THE GIFT THAT KEEPS ON GIVING?
You can’t unwrap this gift, and you can’t wear, or eat, or smell it. But you can read it and mull it over. Often a surprise, sometimes welcome, sometimes not, a critic’s review of your book really is a gift even when saying what you don’t want to hear. Especially then for that’s most likely a critique that speaks the truth.
The question, of course, is do you want the truth? Would you rather have someone say that you look beautiful, or that you have spinach in your teeth?
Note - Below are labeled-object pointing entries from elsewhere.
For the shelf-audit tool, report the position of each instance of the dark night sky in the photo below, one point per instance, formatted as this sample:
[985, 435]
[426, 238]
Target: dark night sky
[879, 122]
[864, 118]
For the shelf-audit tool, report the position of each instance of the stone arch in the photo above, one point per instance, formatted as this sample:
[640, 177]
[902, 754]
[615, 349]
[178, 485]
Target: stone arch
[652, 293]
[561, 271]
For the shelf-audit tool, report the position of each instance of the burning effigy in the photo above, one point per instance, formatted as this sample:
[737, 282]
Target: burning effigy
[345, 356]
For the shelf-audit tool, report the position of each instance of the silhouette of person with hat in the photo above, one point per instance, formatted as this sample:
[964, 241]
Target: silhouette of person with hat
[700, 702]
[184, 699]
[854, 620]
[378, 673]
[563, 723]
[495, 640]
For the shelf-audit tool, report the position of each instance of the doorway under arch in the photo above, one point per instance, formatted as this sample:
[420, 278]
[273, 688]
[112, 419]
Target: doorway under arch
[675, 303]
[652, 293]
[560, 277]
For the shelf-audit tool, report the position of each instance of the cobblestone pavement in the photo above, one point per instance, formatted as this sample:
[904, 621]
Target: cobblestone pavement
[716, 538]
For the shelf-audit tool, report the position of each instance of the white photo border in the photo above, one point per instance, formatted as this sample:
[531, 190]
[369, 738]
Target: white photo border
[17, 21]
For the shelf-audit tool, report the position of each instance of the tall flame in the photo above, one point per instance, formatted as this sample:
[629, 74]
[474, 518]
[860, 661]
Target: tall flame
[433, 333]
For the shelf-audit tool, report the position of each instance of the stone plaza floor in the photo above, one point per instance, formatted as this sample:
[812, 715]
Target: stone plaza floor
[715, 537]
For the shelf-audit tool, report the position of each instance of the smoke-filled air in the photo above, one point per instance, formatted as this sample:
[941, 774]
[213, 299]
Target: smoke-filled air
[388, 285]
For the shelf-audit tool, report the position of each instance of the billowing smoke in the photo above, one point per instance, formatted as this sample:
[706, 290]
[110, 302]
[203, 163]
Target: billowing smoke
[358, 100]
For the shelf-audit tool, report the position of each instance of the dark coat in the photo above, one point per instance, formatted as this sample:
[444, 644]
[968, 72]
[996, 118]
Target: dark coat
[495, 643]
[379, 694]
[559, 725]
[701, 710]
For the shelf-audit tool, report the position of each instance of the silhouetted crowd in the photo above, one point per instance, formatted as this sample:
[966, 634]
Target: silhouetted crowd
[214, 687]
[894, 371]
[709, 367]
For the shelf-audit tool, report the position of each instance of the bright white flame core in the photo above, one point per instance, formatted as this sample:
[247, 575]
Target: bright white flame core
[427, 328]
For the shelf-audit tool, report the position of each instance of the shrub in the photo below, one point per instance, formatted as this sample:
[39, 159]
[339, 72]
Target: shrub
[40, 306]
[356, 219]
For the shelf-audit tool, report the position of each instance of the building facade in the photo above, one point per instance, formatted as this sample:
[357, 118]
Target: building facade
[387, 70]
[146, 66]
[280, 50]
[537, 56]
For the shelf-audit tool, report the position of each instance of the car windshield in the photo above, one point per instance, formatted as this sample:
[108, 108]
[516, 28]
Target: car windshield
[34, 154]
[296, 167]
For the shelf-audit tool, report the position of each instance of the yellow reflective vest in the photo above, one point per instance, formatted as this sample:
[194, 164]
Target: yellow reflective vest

Personally, if the spinach is there, I want to know.
A version of this question was tackled by Robert De Niro in the November 18th issue of The New York Times Magazine when he was interviewed by A. O. Scott. In response to Scott’s, “What is your relationship to critics? Or to your own reviews.” De Niro answers,
“. . . if you didn’t have critics—even though they can annoy you and
upset you—if you didn’t have a critic, who would tell you how it is?
Because people won’t tell you. When you do a movie and you’re
showing it to people or audiences or friends, they’re never going to
say that they dislike it. Because they’re with you and they know
what you went through. So they’ll always find a positive thing to say.”
Here’s a master at his game welcoming criticism so he can hear the truth about his performance. Terrific! While I’d rather learn that my Murders by Design Mysteries are delightful romps with a spunky, unforgettable heroine playing amateur sleuth, I agree with De Niro that “. . . the people who you’ll get real feedback from are critics.” Then he hedges his bets by adding—and I love this—“Especially good critics.”
And therein lies the subject of another blog. Happy holidays, everybody!